By Jon Acuff
I don’t deposit checks in ATM machines.
I’m sure it’s perfectly safe. My wife does it. I know lots of other people do it. But for some reason, I feel like I’m putting my money into a black hole of invisibility. It feels like I’m depositing my check into a shredder.
I’m much more comfortable with the drive-through at the bank. For one thing, you don’t have to get out of your car; for another, you get to use that Jetsons magic tube that sucks your money from your car to the teller. That thing is awesome. Sometimes I think about seeing how many rolls of quarters it would take to weigh the container down so heavy it couldn’t travel up the tube. Do they have nitrous they would use to boost it? Is there a turbo button? Would the bank be mad if I caught their pneumatic tube on fire because I put 37 pounds of coins in it?

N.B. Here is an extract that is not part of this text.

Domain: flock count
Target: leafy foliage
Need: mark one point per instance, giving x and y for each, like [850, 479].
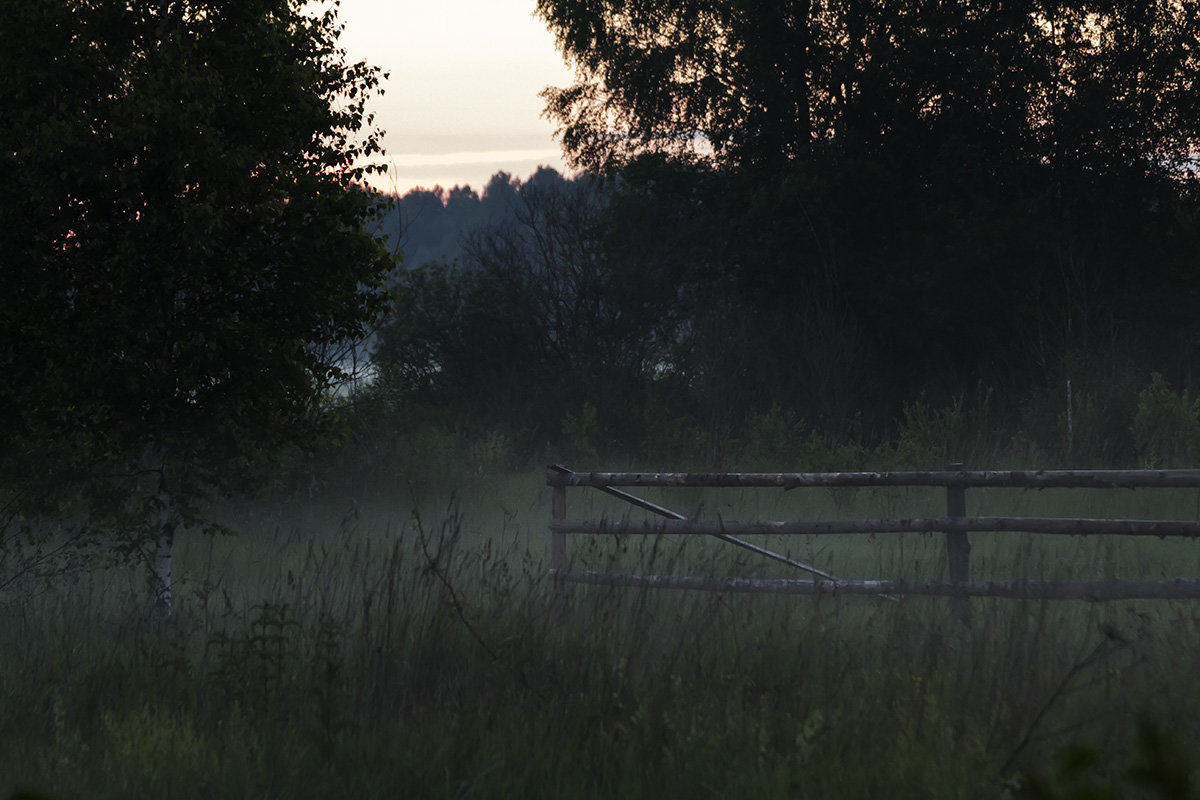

Probably, but I’m still staying away from ATM machines. Especially since I read a newspaper article about a woman who had defrauded people using one.
Unbeknownst to me, common folk can own and run ATMs. I always thought there was a guild or at least a legion of some sort running the ATMs around the world. But there’s not, so this woman put one near a popular beach location.
The ATM was dispensing the right amount of money people asked for. There wasn’t a problem with the receipts spitting out or any other malfunction. The issue was that every time someone took out money, the ATM charged them something like $9.
Most ATMs that are not part of your banking network charge $1 or $2. That’s not a fun fee to pay, but it’s certainly a lot less than $9. But that was what this woman was doing. And she was cleaning up. No matter how much cash you took out, you got slapped with that same fee.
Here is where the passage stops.